I was texting last week with a dearest who was having challenges with someone close to her. Specifically with her extreme need to keep the person close to her happy, coupled with her seeming inability to do so. The other person’s requests were more than my dearest could handle, and no matter what she did, the other person still was unsatisfied and upset.

We’d been (and still are) texting each other reminders to take care of ourselves, and I, hopefully lovingly, re-re-reminded my dearest of that.

And then I gave her the kicker.

What other people think of you is none of your business,” I reminded her. (We’d had that conversation many times as well.)

It’s basic Al-Anon 101. What I first heard in the late 1980s, when I (metaphorically) crawled into my first meeting.

“What other people think of you is none of your business,” they said over and over (and over). “Keep the focus on yourself.”

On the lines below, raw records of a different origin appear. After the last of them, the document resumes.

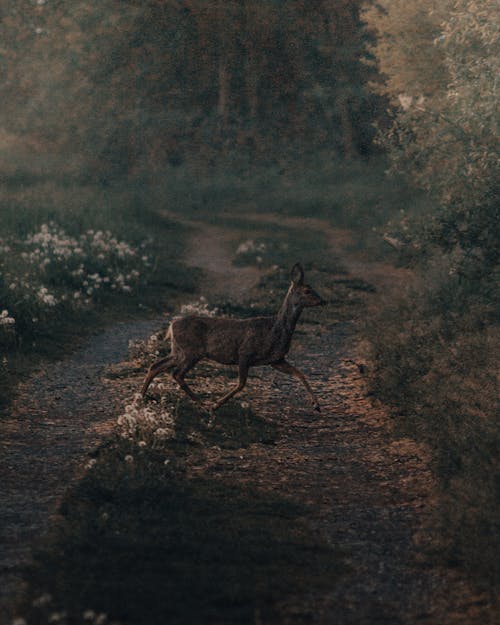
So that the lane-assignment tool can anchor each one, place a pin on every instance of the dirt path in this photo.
(372, 494)
(57, 418)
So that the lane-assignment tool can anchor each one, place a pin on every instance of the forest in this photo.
(142, 140)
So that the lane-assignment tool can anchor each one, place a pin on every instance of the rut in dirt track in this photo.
(58, 417)
(370, 495)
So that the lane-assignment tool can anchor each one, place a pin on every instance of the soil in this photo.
(371, 494)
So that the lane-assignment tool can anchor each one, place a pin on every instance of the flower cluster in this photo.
(152, 425)
(50, 270)
(145, 350)
(251, 247)
(200, 307)
(260, 253)
(6, 319)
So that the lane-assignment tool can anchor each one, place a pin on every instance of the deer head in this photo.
(302, 295)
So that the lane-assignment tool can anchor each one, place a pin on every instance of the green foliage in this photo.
(436, 349)
(446, 141)
(435, 353)
(129, 85)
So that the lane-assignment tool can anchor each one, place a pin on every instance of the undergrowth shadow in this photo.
(142, 544)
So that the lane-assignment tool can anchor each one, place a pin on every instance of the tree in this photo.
(445, 131)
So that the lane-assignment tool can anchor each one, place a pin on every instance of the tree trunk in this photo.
(346, 126)
(222, 103)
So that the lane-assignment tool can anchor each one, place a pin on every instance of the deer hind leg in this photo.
(164, 364)
(285, 367)
(243, 374)
(178, 376)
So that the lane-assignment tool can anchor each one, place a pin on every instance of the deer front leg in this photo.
(285, 367)
(164, 364)
(243, 374)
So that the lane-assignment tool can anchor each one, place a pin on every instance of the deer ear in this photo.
(297, 274)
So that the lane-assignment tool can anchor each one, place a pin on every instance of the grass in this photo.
(143, 543)
(435, 354)
(44, 331)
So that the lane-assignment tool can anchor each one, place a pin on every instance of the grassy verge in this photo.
(74, 257)
(139, 540)
(435, 352)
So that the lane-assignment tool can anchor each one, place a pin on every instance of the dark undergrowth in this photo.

That stumped and saved me then, and it can stump and save me now. Even as I reminded my dearest of it for her situation.

I was groomed to serve, to have no needs or wants, to never (ever, ever) think of myself before god, my “true parents” (Rev. and Mrs. Moon), and the entire world. I learned very early on to NEVER focus on myself (except to doubt myself and correct my sinful ways) and ALWAYS put others before me. My very existence seemed to depend on knowing exactly what others thought of me, so that I could meet their needs and wants and be a good heavenly soldier.

So that I could keep everything safe and okay.

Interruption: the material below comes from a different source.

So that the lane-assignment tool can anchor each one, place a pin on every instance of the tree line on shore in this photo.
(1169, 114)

Which is what my dearest was doing that day – welp, perhaps not the heavenly soldier part, though I know that she also had a constricting religious upbringing, in at least some ways.

I’m by no means saying that others’ needs and wants don’t matter. Nor am I saying that we shouldn’t care about others or like helping them meet their needs and wants. My life’s purpose is to give and receive love, so clearly, I love to help the people I love be happy.

But I can get, and my dearest was getting, too deeply caught in worrying about everyone else, and we need to remember to keep the focus on ourselves. I can worry so much about what others think, that I make up stories and find myself frozen with fear.

None of which helps me. Or other people, for that matter.

I need to, again, keep the focus on myself and truly remember that what other people think of me is none of my business. Just as my dearest did last week.